Звон колокола, как всегда, оповестил, что время завтрака закончилось. Две-Восьмерки вместе с прочими потянулся прочь из столовой, дальше по главному коридору – и на выход, на мощеные улицы ведунского квартала. Снова лил дождь, и Две-Восьмерки накинул на голову капюшон своей ведунской белой робы. Капюшон заодно защищал от ветра, который, как назло, сильно задувал по дороге к воротам, прочь от высотных мрачных зданий ведунских общежитий.

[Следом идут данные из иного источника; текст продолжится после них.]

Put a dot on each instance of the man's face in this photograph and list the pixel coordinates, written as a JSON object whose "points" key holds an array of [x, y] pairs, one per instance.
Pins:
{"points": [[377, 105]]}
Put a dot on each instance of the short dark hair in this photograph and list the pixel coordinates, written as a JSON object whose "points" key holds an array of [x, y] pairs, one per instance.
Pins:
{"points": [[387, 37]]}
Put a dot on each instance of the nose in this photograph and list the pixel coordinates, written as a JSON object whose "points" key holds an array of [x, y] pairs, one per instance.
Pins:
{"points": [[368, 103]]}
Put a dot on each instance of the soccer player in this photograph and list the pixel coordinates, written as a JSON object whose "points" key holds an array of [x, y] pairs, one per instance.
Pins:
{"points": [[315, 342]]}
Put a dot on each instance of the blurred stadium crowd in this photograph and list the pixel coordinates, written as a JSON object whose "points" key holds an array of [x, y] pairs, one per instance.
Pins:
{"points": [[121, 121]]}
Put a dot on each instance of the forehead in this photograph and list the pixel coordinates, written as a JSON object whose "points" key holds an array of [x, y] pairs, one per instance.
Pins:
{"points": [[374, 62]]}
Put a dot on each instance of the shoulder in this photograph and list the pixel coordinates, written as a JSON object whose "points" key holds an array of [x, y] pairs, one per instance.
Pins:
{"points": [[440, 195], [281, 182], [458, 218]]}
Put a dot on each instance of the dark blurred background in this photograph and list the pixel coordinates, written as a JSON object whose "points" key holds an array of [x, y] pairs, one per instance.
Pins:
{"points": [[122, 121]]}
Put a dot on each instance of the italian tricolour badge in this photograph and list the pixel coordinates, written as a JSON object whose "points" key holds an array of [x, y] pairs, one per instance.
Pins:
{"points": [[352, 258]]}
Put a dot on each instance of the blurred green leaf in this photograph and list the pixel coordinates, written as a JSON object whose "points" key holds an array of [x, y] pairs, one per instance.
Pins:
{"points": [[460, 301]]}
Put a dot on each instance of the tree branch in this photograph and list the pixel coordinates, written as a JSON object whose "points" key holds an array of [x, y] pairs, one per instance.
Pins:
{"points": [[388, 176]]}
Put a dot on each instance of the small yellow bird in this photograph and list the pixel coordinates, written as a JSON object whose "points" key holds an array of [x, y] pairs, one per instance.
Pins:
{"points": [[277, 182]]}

Из квартала Белых ведунов был только один выход, он же вход. Массивные железные ворота открывались дважды в сутки – поутру и поздно вечером, выпуская ведунов на работу на фабрики, а после работы впуская их обратно. Весь квартал был обнесен каменной стеной пятидесятифутовой высоты, другого выхода, кроме как единственные ворота, не было.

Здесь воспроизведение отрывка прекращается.